Gilbert and Quoidbach, along with Timothy Wilson of the University of Virginia, measured the personalities, values and preferences of more than 19,000 people, ranging in age from 18 to 68.

As part of the study, they asked participants to report how much they had changed in the past 10 years and to predict how much they would change in the next decade. The researchers found a consistent gap between the two measures. For example, the average 38-year-old surveyed expected less change in the next 10 years than the average 48-year-old reported had occurred in the previous decade.

As one might expect, younger people in the study reported more dramatic changes than did older participants. Nevertheless, people of all ages said they had changed a great deal in the previous decade – but did not expect significant future changes.

Was the discrepancy a matter of faulty recall? The researchers ruled out this possibility in a separate test. They analyzed data from a sample of 3,800 Americans aged 20 to 75 whose personalities had been assessed in 1995-96 and again a decade later. The degree of personality change was "strikingly similar" to the changes reported by participants in the Harvard study, Quoidbach says, and "way higher than participants' predicted change."

At every stage of life, he notes, people make decisions that their future selves regret. It might be the prenup agreement they never signed, the hefty mortgage on the "forever house" that can't accommodate a wheelchair, or the butterfly tattoo on the navel that doesn't look so hot with stretch marks.
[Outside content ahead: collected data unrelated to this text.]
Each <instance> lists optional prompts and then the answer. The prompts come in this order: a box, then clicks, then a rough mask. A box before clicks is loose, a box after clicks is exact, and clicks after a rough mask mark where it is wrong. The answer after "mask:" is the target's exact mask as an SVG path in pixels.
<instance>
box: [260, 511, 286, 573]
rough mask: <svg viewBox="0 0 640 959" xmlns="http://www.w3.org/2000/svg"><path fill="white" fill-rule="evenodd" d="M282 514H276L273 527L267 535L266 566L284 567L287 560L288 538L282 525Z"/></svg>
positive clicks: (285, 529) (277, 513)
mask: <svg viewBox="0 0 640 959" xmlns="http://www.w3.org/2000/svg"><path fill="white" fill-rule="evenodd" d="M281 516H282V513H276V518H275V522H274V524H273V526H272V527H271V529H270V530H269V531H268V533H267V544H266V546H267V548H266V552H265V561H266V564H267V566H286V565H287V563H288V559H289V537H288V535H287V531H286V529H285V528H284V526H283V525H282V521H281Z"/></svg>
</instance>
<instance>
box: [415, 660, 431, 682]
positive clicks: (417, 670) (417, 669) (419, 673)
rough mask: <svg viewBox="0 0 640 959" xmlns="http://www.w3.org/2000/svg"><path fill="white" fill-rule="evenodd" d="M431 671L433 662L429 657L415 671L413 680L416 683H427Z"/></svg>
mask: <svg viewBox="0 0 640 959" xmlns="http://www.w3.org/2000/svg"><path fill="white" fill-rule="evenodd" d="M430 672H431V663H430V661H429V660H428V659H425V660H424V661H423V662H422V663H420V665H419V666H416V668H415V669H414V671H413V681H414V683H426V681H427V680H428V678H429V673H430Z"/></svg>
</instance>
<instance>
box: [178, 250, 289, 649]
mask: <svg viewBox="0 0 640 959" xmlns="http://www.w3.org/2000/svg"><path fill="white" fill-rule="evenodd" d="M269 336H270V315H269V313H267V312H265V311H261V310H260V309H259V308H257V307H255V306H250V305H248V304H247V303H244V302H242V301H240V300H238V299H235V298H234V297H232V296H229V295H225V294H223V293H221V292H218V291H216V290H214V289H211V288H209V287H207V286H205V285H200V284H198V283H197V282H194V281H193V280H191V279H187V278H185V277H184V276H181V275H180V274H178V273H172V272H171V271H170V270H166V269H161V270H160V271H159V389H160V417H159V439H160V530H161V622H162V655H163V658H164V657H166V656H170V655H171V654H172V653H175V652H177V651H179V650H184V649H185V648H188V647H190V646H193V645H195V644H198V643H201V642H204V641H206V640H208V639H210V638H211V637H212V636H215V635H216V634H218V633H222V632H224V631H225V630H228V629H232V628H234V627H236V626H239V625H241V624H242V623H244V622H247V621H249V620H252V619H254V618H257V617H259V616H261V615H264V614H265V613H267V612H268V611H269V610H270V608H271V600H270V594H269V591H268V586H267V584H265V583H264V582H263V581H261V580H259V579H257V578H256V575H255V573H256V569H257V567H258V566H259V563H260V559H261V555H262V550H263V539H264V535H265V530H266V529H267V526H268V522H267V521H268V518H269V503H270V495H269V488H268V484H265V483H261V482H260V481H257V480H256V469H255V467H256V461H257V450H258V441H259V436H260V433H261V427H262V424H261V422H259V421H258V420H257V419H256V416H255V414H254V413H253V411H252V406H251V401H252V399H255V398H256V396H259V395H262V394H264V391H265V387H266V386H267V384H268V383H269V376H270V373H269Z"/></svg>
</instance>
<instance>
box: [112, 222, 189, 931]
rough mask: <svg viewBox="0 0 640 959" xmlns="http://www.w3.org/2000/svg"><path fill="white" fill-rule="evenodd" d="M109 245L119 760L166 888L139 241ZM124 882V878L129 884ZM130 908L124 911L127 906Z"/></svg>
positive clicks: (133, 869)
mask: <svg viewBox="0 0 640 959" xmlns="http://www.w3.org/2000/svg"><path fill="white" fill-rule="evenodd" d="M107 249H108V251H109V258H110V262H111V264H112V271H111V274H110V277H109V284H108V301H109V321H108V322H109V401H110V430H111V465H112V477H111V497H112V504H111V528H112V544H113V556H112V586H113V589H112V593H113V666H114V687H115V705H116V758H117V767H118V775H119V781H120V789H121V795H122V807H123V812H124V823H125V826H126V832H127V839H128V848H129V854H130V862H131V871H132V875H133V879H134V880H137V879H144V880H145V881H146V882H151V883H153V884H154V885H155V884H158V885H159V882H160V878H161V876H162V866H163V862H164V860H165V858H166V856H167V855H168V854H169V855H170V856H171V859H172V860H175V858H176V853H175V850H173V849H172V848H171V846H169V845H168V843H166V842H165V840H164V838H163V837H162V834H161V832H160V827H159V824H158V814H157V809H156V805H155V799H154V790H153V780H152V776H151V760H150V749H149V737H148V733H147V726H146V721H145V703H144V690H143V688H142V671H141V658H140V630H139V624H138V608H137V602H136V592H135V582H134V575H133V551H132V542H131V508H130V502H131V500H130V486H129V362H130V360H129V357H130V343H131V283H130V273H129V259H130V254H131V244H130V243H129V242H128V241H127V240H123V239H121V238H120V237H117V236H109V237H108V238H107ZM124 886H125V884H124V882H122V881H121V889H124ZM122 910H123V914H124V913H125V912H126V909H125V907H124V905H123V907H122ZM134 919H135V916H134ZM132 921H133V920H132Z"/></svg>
"We change way more than we realize," he says.

Earlier studies have shown that as people age, they tend to become more conscientious and more agreeable, as well as less extroverted, less neurotic and less open to new experiences (which may account for the expression "set in their ways").

But these shifts in personality are minor compared to the radical changes in preferences and core values we may experience, Quoidbach says. For example, a hip-hop fan may become a classical-music aficionado, while a 30-year-old environmental activist may find herself happily flying around the world in her 40s.

Many people mistakenly believe in a fixed identity because they have trouble imagining a different self – and confuse this difficulty with the unlikelihood of change itself, Quoidbach and colleagues suggest.

The massive self-help industry attests to our desire to modify aspects of our lives, but when it comes to our essential selves, "most people believe that their personalities are attractive, their values admirable, and their preferences wise," the authors write.

And with attributes this great, why would anyone want to change?

Part of the "end of the history illusion," however, is the notion that change is within our control. Although Quoidbach and colleagues did not look at the reasons why people change, he points out that unforeseen events, life stages such as parenthood, and factors such as declining health in old age may alter us in ways we cannot imagine.

In Parsons' case, a diagnosis of a genetic heart condition in her mid-20s put an end to her carefree ways and involvement in competitive sports. She passed up a job in Turkey for health reasons and adopted what she calls a "Zen lifestyle."

At times, Parsons says, she is wistful for the fearless person she used to be. But she adds, "I'm happy with both people – they're just so different."